É mais um caso com contornos chocantes a abalar o Peru. Uma menina foi violada e agredida física e psicologicamente pelo padrasto desde os seis anos. Aos onze, engravidou e foi-lhe negado o acesso ao aborto terapêutico por um hospital peruano. Agora, a decisão foi revertida e a menor, grávida de 17 semanas, vai poder interromper a gravidez, avança o El Mundo.
O Instituto Nacional Materno Perinatal de Lima informou que uma junta médica decidiu permitir o aborto a Mila, nome fictício, isto depois de a junta médica do hospital que a tratou, no departamento amazónico de Loreto, lhe ter negado o aborto, argumentando que os casos de violação não se encontram abrangidos pelo protocolo de aborto e que a saúde da menor não se encontrava em risco — o único requisito que pode ser invocado no Peru para interromper uma gravidez. Para além disso, a menina terá dito aos médicos que queria continuar com a gestação.
A decisão das autoridades de saúde peruanas de impedir o aborto alterou-se depois de várias organizações internacionais terem chamado a atenção para o caso. A ONU e a ONG Save the Children exortaram o Estado peruano a garantir o direito da menina ao aborto, alertando que a decisão contraria “os padrões estabelecidos pelo Comité dos Direitos da Criança” da ONU. Já a CHS Alternativo (uma associação peruana de defesa dos direitos humanos) alertou que Mila não teve a oportunidade de frequentar a escola, não sabe ler ou escrever.
Em julho, a menor descobriu que estava grávida de 13 semanas. Por isso, a Unidade de Proteção Especial de Loreto decidiu enviá-la, juntamente com os restantes três irmãos, para uma casa de acolhimento, de modo a protegê-la da família, conta o El País. A mãe, também vítima de violência por parte do padrastro de Mila, foi ameaçada e não pôde proteger a filha, como a própria disse depois de o caso se ter tornado público.
No campo judicial, e apesar das agressões que Mila e e a sua família sofriam, a justiça peruana libertou o agressor. Esta sexta-feira, o Ministério da Mulher e Populações Vulneráveis do Peru pediu ao Tribunal Superior de Justiça a prisão imediata do homem.
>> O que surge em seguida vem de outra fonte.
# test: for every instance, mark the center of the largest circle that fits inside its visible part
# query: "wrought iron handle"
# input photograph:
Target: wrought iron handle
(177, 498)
Os casos de violação de crianças são comuns no Peru, país que nega, com frequência, o direito ao aborto às jovens. Em junho, o Comité dos Direitos da Criança da ONU determinou que o Peru violou os direitos à saúde e à vida de uma menina indígena de 13 anos, chamada Camila, vítima de violação, por não lhe ter fornecido informações ou acesso ao aborto legal e seguro.
Só em 2020, foram registados mais de 4 mil casos de violência sexual contra menores de idade. De acordo com o jornal El Comercio, todos os anos 1100 meninas com menos de quinze anos tornam-se mães no Peru.